Pendant l’été, la “galère” continue pour les SDF parisiens

(source : AFP 04/07/09)


Chaque matin, dès les premières morsures du soleil, Patrick quitte son campement de fortune de la rue Montmartre, à Paris, pour se ravitailler en eau à la fontaine la plus proche. Pour lui comme pour les autres SDF de la capitale, la “galère” continue malgré l’arrivée de l’été.

“Avec la chaleur, on a du mal à dormir, on a l’impression d’étouffer”, confie ce sans abri marseillais de 34 ans, la peau tannée par le soleil, qui s’est installé il y a six mois sur un bout de trottoir de cette rue du centre de Paris (IIe arrondissement). “Les voisins nous aident un peu, ma femme et moi. Heureusement, car en ce moment c’est vraiment dur”, ajoute-t-il en montrant du doigt les vêtements éparpillés autour de sa tente igloo.

Manque de places en centres d’hébergement, tracas administratifs, problèmes sanitaires… Contrairement à certaines idées reçues, les difficultés tendent à s’accentuer lors de la saison estivale pour les personnes en situation de précarité, selon les associations à leur contact.

“Tout le monde pense aux SDF quand il commence à faire froid. Mais beaucoup de sans abri se retrouvent complètement démunis en juillet et en août, quand les villes se vident”, résume Thomas Marie, directeur des opérations au Samu Social de Paris.

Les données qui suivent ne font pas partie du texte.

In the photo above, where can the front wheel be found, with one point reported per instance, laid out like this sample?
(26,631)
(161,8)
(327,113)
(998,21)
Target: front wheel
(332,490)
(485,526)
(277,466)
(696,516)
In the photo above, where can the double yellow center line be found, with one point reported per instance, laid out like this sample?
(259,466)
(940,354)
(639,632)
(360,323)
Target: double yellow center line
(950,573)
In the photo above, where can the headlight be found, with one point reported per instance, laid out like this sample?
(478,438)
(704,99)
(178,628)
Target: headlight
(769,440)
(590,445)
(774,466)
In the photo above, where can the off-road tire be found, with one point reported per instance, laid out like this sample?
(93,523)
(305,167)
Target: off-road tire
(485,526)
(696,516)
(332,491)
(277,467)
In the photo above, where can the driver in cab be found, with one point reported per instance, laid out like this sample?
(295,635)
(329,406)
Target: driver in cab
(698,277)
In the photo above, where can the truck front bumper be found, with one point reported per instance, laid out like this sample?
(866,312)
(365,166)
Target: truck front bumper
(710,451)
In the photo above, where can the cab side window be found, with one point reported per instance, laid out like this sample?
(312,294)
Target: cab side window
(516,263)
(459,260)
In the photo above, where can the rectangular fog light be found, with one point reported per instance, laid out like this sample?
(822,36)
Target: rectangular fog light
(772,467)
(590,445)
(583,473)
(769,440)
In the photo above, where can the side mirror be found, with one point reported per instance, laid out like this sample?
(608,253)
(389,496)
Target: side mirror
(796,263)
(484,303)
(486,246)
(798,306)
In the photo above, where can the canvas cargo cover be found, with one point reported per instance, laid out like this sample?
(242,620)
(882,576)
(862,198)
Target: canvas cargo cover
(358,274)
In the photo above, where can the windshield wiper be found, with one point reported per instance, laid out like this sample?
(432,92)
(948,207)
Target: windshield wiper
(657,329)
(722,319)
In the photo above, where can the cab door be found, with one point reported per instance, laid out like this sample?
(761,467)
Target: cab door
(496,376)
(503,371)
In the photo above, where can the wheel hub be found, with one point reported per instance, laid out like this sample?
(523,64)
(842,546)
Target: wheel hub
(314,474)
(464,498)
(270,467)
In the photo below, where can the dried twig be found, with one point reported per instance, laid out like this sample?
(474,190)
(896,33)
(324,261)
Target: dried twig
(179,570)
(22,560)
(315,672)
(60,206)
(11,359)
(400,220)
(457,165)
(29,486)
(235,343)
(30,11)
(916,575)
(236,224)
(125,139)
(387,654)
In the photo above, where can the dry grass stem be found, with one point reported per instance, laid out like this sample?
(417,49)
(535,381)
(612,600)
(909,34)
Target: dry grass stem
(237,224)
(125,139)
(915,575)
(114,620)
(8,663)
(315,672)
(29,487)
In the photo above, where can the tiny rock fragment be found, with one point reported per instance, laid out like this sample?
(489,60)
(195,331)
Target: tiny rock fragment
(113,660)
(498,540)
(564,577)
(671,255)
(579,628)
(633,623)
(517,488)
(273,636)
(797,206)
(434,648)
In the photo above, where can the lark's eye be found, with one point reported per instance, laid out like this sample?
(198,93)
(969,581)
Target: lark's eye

“Il y a autant de personnes qui décèdent dans la rue en été qu’en hiver, même si on en parle moins”, confirme Bruno Berthelot, directeur du pôle urgences de l’association Aurore, qui vient en aide aux personnes en détresse.

Principale difficulté pour les SDF, sitôt les “beaux-jours” : de nombreuses structures d’aide ou d’accueil ferment ou tournent au ralenti. “Beaucoup sont gérées par des bénévoles. Quand ils partent en vacances, elles interrompent leurs activités”, explique M. Berthelot.

A Paris, près de 200 demandes d’hébergement effectuées auprès du numéro d’urgence, le 115, restent ainsi non pourvues chaque jour en juillet et en août, contre 0 l’hiver, selon le Samu Social.

“Quand on se retrouve à la rue l’été, c’est simple: il est presque impossible de trouver un toit”, témoigne Raja, un Algérien de 35 ans logé depuis quatre semaines au Fleuron Saint Jean, une péniche du XVe arrondissement transformée en centre d’hébergement d’urgence, ouvert toute l’année.

“Les établissements comme le nôtre, ouverts de janvier à décembre, ne sont malheureusement pas assez nombreux. L’été, il est difficile de faire face à la demande”, explique Edith de Rotalier, directrice de ce centre créé voilà dix ans par l’Ordre de Malte France.

Des problèmes sanitaires, en cas de canicule, s’ajoutent à ces difficultés. “Avec la chaleur, les SDF dorment moins bien. Les conditions d’hygiène se dégradent, les organismes fatiguent… A terme, il peut y avoir des arrêts cardiaques”, assure Bruno Berthelot. Le phénomène avait pris un tour catastrophique lors de la canicule de 2003.

Du côté du Samu social, on pointe aussi du doigt la surconsommation d’alcool dès lors que la chaleur augmente. “Ces pratiques sont dangereuses, car l’alcool déshydrate”, souligne Thomas Marie.

Pour prévenir ces risques, les équipes de maraude viennent régulièrement à la rencontre des sans abri pour distribuer des bouteilles d’eau et signaler les fontaines les plus proches, assurent ces associations. Un travail de terrain difficile, qui implique d’être “vigilant” et “réactif”.

“Depuis quelques années heureusement”, conclut Thomas Marie”, les autorités ont pris conscience qu’il n’y a pas de saisonnalité de la misère, . Même si beaucoup reste à faire, cela nous permet d’être plus présents quand il le faut.”